A study published in the journal Proceedings of the Royal Society B might help change that. Researchers examined fossil records and studied phylogenetic models (evolutionary relationships) among baleen whales, and found some evidence that climate change may have been the catalyst for turning the large animals into behemoths.

As the ice ages wore on and oceans were receiving nutrient-rich runoff, the whales encountered an increasing number of krill—the small, shrimp-like creatures that provided a food source—resulting from upwelling waters. The more they ate, the more they grew, and their bodies adapted over time. Their mouths grew larger and their fat stores increased, helping them to fuel longer migrations to additional food-enriched areas. Today blue whales eat up to four tons of krill every day.

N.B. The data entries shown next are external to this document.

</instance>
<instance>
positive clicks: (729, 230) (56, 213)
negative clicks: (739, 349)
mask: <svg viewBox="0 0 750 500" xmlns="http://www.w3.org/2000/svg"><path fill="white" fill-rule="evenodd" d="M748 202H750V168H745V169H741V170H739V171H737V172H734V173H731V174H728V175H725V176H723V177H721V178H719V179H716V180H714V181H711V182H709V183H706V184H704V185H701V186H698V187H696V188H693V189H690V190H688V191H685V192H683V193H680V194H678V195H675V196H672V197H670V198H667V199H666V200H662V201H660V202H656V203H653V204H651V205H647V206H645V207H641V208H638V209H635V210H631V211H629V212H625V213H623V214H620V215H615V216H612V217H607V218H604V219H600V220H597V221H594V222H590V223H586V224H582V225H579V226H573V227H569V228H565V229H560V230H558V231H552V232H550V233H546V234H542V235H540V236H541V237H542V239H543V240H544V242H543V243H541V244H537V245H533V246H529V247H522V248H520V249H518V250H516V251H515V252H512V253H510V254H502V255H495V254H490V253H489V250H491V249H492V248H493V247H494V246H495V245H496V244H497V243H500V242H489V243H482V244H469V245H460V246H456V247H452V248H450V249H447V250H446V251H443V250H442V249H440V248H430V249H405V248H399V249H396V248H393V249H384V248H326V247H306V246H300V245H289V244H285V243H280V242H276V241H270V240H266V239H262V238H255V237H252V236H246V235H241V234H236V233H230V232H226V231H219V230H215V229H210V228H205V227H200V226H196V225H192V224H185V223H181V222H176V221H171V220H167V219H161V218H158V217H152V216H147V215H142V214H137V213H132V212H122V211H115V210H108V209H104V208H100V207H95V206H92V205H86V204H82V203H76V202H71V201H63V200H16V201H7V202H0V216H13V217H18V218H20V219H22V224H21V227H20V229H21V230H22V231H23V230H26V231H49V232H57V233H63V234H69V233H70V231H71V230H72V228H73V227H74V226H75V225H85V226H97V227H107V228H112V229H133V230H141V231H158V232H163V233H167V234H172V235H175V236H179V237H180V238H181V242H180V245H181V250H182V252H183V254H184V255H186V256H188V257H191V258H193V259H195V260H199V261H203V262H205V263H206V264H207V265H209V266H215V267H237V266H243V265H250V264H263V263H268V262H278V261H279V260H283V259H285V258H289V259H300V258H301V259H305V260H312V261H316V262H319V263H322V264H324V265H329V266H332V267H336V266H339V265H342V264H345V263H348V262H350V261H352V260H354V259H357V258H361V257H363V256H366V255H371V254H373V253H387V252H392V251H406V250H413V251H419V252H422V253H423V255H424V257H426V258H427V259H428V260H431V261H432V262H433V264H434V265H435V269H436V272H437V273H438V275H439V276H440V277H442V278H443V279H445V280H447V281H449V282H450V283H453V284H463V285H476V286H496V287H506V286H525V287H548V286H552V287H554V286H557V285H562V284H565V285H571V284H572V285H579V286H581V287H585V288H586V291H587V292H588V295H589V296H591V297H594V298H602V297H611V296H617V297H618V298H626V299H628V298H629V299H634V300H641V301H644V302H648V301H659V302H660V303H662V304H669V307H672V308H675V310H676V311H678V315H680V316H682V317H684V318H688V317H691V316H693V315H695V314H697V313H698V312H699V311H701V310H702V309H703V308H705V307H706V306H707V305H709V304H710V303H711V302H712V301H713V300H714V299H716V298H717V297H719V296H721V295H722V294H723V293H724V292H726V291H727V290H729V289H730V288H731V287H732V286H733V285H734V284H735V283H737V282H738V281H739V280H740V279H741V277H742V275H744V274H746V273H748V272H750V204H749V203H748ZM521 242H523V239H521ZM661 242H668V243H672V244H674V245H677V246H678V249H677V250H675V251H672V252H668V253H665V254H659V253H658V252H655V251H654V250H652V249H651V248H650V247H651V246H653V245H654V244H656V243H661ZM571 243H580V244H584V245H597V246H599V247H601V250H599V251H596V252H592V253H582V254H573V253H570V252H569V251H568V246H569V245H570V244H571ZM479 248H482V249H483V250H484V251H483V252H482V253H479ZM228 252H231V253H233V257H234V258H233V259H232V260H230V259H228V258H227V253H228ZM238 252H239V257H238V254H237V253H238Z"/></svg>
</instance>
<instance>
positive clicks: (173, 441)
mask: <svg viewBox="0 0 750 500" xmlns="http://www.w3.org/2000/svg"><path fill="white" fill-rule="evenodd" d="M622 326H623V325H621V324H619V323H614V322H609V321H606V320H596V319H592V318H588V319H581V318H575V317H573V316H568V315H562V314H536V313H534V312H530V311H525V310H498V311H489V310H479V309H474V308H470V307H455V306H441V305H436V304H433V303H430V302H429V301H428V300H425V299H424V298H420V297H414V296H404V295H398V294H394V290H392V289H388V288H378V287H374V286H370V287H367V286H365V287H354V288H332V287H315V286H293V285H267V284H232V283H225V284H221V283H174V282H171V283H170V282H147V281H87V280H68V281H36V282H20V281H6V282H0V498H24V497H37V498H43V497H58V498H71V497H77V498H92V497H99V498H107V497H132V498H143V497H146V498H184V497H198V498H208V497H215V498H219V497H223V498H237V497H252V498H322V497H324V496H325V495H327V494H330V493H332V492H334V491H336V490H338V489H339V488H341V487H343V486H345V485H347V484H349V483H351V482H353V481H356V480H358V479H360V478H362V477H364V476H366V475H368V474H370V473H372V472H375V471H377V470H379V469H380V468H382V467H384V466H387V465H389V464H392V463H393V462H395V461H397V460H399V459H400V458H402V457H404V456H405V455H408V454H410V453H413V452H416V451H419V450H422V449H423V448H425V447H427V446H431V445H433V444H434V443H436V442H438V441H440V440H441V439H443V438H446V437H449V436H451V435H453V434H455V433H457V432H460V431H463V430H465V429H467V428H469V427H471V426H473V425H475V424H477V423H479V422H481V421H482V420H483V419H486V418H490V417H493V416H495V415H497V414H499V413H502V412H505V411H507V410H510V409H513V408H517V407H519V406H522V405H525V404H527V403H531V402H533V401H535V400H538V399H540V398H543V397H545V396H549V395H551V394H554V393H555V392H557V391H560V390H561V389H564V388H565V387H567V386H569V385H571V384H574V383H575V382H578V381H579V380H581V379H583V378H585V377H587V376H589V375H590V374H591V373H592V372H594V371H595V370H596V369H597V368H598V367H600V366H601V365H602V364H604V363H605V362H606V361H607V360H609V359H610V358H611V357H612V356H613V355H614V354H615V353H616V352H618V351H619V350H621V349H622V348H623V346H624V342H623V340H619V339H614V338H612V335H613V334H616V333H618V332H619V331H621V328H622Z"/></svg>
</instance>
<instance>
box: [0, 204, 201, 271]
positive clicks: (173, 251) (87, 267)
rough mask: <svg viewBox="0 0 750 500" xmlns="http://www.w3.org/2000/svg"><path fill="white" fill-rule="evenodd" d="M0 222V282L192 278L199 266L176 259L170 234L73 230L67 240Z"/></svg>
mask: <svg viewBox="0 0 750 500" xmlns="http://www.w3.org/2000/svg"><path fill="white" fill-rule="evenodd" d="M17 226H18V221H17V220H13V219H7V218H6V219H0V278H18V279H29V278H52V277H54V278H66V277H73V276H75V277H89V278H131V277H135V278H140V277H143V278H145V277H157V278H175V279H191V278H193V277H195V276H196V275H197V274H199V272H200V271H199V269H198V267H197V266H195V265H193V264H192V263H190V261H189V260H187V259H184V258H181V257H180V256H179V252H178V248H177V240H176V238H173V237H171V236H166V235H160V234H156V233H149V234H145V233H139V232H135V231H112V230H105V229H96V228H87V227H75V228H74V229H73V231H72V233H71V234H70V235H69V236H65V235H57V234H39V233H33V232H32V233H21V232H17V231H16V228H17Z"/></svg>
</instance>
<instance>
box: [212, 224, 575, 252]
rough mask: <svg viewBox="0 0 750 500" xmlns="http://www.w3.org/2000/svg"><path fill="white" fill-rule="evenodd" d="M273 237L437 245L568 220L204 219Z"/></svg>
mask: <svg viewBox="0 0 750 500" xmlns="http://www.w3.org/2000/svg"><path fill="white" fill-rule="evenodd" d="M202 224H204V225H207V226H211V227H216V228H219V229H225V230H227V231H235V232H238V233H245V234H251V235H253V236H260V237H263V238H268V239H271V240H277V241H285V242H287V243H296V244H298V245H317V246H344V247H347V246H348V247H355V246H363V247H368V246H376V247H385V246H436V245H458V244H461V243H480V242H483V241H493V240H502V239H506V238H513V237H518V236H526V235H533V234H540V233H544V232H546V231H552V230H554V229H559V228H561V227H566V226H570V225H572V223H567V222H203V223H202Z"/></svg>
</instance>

If climate change set the ancestors of the blue whale on the path to its enormous size today, the study invites the question of what it might do to them in the future. Changes in ocean currents or temperature could alter the amount of available nutrients to whales, cutting off their food supply. With demand for whale oil in the 1900s having already dented their numbers, scientists are hoping that further shifts in their oceanic ecosystem won’t relegate them to history.